Recently she had begun reading again as she had done when she was seventeen or eighteen and it was possible for a particular book to influence her as the mind of no person she knew in the flesh could. The opening of a window or the snatch of some weird music from the house behind her kept her reminded, on the surface, where awareness of environment is automatically recorded, like a message taken in one's absence, that Boaz was usually at home when she was. She felt not curiosity, but a shrinking away from what might be going on in him; she wanted to be left alone to no demands but her own. This adventure of Boaz's wife would work itself out between them like so many others; since she (Jessie) was fond of him, she was slightly ashamed to find how now, once he knew, she felt herself disengaged from friendly involvement. She had been mixed up so many times with friends whose marriages or love affairs went awry because of another man or woman; the situation between Boaz and Ann was the same as the others—except that Gideon Shibalo was black, of course. That was the only difference. It was a difference that she assumed had very little significance for people like themselves—the Stilwells and Davises. It did mean that there was
some element of calculable danger in the whole business for Ann, she supposed—making love to Shibalo was breaking the law—as against the incalculable dangers of pain and disruption present in every love affair.

But Boaz came down sometimes for a breath of air and his casual yet intimate presence, stretched on the grass beside her, or leaning forward in one of the old deck-chairs he had dragged up, brought them to the point when naturalness made it necessary to talk about Ann. Jessie did not ask him what was happening, but felt obliged, out of the only politeness she cared for, to acknowledge the subject of his silences.
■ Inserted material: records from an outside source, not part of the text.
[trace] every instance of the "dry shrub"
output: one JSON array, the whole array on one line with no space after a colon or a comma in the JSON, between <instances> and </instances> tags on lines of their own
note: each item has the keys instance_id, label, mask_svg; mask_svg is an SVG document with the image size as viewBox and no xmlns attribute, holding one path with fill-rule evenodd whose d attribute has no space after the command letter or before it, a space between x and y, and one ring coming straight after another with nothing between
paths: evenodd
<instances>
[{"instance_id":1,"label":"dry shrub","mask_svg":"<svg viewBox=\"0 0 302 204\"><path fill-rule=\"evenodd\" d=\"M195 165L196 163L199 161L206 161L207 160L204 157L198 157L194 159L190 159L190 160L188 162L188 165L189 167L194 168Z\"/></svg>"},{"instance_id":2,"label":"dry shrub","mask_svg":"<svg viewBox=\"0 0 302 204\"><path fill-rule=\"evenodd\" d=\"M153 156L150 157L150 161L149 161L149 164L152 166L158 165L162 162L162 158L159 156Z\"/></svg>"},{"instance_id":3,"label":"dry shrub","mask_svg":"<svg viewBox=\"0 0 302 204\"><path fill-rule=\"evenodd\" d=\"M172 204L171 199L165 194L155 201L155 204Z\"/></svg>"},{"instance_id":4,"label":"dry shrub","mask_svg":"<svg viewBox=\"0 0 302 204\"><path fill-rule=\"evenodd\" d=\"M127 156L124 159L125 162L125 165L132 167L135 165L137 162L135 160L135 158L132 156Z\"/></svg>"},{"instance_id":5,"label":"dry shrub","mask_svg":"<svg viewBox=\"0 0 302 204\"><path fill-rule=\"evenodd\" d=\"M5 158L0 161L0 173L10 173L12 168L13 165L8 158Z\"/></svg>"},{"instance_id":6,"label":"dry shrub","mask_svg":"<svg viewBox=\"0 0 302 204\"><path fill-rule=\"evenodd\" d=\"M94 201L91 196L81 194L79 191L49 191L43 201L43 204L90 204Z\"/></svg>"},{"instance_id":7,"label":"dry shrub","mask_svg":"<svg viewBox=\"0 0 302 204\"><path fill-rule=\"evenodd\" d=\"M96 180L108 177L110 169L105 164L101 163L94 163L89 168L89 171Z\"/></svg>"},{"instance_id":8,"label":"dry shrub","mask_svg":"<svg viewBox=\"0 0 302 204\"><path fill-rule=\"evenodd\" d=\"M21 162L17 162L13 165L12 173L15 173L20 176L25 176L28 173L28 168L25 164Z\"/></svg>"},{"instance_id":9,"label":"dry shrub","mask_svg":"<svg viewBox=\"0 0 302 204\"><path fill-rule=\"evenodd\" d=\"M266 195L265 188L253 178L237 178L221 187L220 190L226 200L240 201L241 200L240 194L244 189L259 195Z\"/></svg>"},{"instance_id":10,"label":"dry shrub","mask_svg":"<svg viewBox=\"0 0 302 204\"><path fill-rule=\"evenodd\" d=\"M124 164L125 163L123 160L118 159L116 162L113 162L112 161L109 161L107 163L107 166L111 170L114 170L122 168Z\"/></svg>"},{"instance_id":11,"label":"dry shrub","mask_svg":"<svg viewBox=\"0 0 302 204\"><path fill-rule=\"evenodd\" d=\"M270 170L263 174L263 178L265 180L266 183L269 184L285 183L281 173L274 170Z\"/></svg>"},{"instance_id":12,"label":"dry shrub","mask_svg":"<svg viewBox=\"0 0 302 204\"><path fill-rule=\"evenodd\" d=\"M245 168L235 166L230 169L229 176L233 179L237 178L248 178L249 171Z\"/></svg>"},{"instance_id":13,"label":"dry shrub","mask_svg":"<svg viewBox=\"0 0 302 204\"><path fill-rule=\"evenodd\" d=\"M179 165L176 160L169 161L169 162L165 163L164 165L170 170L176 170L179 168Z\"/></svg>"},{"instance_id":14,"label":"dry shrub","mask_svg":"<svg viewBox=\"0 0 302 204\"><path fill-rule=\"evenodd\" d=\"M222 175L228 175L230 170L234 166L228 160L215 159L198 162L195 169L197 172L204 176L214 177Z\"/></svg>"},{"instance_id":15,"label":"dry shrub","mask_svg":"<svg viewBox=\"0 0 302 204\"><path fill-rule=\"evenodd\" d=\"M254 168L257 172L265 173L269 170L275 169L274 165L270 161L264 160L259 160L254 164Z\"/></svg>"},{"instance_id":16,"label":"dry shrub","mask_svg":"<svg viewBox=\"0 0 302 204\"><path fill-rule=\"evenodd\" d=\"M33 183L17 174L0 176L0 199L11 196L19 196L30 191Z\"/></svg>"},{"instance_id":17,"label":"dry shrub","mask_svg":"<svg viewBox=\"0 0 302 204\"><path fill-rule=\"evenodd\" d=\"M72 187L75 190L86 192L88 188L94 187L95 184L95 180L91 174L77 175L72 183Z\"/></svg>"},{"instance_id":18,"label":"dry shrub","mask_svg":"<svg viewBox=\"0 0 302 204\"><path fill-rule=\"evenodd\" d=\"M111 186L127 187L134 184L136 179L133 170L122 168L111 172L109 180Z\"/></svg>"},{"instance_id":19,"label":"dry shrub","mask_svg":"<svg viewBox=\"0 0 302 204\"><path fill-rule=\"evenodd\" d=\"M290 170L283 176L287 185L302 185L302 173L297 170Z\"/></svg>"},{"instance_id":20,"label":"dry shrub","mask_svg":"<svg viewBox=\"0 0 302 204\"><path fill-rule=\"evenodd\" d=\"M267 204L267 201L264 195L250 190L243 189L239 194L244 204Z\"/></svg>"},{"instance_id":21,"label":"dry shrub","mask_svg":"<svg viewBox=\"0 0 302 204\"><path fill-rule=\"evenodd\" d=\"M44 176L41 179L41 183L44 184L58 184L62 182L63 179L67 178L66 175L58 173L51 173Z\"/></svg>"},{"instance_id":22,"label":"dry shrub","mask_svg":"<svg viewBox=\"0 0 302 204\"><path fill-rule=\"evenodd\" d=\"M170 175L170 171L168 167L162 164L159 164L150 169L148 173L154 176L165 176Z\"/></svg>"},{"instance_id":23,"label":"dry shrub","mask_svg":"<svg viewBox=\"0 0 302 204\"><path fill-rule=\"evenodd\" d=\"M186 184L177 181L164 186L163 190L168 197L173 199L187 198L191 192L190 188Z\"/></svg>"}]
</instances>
They were talking of Fuecht's house at the sea; Jessie said, with the open-eyed assertion that was directed against Tom's unexplained resistance to the place, “We can't afford to turn up our noses at a free holiday. As I remember it, it was miles up the beach, which is nice. But it may be more built-up along there now, I don't know; my stepfather had it let permanently for years, we were never offered it.”

“You want to go next month, you said?”

“If Tom definitely makes up his mind he won't go in July. Are you going to Moçambique?”

He said, in an ordinary voice, frowning at her, “I don't know what to do about it.”

“Is she not going to go with you?”

They looked at each other. “I haven't asked her.” He added: “It may sound mad.”

“Oh no.”

“I don't want to force her to decide. —Anything.”

“Yes?” Jessie spoke with her hand over her mouth.

“I've got to wait to see how she feels. I'd expect her to do the same for me, as long as she was interested enough. —I am,” he added.

“Well, that's fine. It makes me sick when everybody's playing. People show off so much in love affairs. You know, Boaz,
I sometimes get afraid that everything we think of as love—even sex—is nearly always power instead. You know what I mean? Most of the time people don't really want each other, they only want not to let go.”

He smiled. “Well, how are you to know?”

“Oh I know—you don't. Certainly not when you're in it. But so much of your life goes in this business of sex and love. It's horrible to think that you may find that love wasn't in it at all. You've just been
manoeuvring
. Like a pile of crocodiles on a mud-bank. Feel the sun and simply climb up on top of one another to find yourself no nearer to it when you get there.”

He was listening to her with the mixture of wariness and curiosity with which people see through a crack into another's wilderness. But his whole being was tethered to the thought of Ann, himself and Shibalo, and he felt always the tug on his attention, pulling him back to it. Jessie said, and was ashamed of the obviousness, the lack of real concern, in the suggestion, “You don't think that she wants you to kick up a hell of a row? Some women want to be beaten.”

“Ann's not the sort who gets her kicks out of punishment. She's a tremendously happy, pleasure-finding person. You know how she is.”